= Rabindranath Mondal =

Indian politician

Rabindranath Mondal (1941 – 2024) is an Indian politician from West Bengal. He is a seven–time member of the West Bengal Legislative Assembly from Rajarhat New Town Assembly constituency in North 24 Parganas district. He last won the 2006 West Bengal Legislative Assembly election representing the Communist Party of India (Marxist) party.

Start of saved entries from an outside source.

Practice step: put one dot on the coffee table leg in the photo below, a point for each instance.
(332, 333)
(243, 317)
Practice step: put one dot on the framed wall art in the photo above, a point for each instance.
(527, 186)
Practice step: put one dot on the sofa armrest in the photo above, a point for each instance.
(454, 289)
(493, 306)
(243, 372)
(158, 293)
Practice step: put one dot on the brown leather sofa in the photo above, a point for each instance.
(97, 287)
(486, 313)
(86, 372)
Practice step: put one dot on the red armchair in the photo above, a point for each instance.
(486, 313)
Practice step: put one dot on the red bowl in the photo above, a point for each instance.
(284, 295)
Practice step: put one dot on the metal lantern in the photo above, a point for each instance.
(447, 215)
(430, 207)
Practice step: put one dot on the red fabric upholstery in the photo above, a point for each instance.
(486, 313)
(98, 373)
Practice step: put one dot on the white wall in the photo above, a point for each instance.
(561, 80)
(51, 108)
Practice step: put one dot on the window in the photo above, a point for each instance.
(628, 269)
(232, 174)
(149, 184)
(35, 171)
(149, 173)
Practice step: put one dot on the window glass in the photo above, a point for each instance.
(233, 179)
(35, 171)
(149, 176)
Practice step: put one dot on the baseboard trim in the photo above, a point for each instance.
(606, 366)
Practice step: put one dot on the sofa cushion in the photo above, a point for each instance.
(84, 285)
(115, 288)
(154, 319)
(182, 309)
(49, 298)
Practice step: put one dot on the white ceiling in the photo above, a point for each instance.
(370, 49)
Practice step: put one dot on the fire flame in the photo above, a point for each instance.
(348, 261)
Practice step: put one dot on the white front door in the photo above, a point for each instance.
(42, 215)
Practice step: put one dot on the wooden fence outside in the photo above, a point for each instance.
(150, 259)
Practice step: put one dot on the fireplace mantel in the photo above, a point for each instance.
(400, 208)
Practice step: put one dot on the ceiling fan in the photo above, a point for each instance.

== Early life and education ==
Mondal is from Jibantala village, Canning II block, South 24 Parganas district. He is the son of late Shridhar Mondal.

== Career ==
Mondal won seven time from Rajarhat Assembly Constituency from 1969 to 2006. From 2011, the constituency was renamed as Rajarhat New Town Assembly constituency after delimitation. He first won the 1969 West Bengal Legislative Assembly election on the Communist Party of India (Marxist) seat but lost the next two elections to Indian National Congress candidate Khagendranath Mondal. He regained the seat in 1977 for the second time and thereafter was elected for four more consecutive terms winning the 1982, 1987, 1991 and 1996 elections. He lost the 2001 election to Trinamool Congress candidate Tanmoy Mondal but won it again for the seventh time in the 2006 West Bengal Legislative Assembly election. However, he lost the 2011 election to Purnendu Bose. In 2006, he polled 101,621 votes and defeated his nearest rival, Tanmoy Mondal of the Trinamool Congress by a margin of 16,809 votes. Later, he joined Trinamool Congress.

=== Death ===
Mondal was found dead near his house in Canning's Jibantala village on 24 June 2024.